Monday, 27 February 2012

The new fundamentalism

A Devon town council was told by the High Court it was acting illegally by allowing (presumably Christian) prayers to be said before meetings. The council found a surprising defender in Baroness Warsi, Britain’s first female Muslim cabinet minister. She wrote in the Daily Telegraph:
“To create a more just society, people need to feel stronger in their religious identities and more confident in their creeds. … You cannot and should not extract these Christian foundations from the evolution of our nations any more than you can or should erase the spires from our landscapes."
The British Humanist Association waded in, saying Baroness Warsi’s comments are “outdated, unwarranted and divisive”. Let’s take those one at a time.
Outdated? The intellectuals at the BHA can do better than this. To value an idea according to whether it originated long ago or last week – or on a Thursday, to paraphrase Chesterton – is like saying that job interviewers should appoint the candidate born first, or last, or under Scorpio.
Unwarranted?
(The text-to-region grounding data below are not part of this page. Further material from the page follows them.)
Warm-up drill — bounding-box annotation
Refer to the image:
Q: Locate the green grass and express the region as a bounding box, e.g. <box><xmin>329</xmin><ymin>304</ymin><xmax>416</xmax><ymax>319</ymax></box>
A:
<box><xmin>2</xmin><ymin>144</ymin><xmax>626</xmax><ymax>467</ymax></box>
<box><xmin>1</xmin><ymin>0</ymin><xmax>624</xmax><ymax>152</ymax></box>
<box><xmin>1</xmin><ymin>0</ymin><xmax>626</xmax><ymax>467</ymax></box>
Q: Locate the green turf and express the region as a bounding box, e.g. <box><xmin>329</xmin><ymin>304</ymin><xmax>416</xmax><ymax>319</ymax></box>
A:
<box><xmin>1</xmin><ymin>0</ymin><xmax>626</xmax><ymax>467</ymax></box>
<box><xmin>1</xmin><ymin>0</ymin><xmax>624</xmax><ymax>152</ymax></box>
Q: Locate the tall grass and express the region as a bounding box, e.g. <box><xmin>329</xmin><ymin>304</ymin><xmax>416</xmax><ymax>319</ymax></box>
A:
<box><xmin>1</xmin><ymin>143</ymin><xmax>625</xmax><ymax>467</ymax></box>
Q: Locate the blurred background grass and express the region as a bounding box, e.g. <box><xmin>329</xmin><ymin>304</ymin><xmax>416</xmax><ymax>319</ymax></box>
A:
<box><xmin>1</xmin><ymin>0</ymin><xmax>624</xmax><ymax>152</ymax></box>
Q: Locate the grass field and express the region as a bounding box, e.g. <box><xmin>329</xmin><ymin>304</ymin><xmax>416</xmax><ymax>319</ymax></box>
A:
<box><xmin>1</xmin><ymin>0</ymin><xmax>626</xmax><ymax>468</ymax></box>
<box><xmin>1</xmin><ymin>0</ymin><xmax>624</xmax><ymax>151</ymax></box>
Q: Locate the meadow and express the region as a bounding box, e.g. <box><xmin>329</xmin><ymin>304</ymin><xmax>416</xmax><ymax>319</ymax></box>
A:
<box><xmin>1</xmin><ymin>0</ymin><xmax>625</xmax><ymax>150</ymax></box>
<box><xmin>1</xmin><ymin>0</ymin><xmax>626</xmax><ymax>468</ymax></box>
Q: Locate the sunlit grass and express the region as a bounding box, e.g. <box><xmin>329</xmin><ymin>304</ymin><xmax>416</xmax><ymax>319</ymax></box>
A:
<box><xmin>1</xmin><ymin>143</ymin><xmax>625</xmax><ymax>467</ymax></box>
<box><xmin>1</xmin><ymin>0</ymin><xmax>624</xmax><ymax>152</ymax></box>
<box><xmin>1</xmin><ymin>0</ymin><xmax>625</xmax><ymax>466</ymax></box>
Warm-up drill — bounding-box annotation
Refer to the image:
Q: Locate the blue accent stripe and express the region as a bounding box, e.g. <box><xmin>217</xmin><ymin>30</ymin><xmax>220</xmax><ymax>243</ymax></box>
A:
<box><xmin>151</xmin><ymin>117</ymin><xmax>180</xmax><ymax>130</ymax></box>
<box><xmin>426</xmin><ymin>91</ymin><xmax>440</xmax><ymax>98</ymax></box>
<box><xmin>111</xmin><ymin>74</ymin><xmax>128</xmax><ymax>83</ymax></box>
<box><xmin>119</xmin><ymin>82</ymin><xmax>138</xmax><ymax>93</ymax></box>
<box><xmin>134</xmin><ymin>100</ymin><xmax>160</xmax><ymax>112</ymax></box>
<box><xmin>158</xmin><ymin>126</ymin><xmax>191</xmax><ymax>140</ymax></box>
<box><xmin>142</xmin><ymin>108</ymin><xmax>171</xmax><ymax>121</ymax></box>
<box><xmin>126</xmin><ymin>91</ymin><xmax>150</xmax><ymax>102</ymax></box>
Means: without basis. Richard Dawkins gives the game away by declaring that Warsi’s comments have “no logical basis” (italics mine). I think he mistakes the nature of faith. I have no logical basis for believing God exists, just as he has no logical basis for believing God does not exist. Or for believing that new ideas are better than old ones. Dawkins and the Baroness each take up a position with a clear basis – in their respective faiths.
(Meanwhile, the idea that God would submit himself for examination by Dawkins is laughable. The opposite may eventually occur, but that is another matter.)
Divisive? This is the most puzzling accusation. I would say Warsi's comments are the opposite. A person of one religion is finding common cause with people of another religion, even though important differences remain. If a secularist tries to discourage this, if a humanist wants Muslim and Christian to disagree: who is being divisive?
The Baroness speaks of “militant secularisation” as a form of totalitarianism. I look forward to the BHA showing us that this is not so – although there is “no logical basis” for that hope: since there is no logical connection between loving one's neighbour and hating God.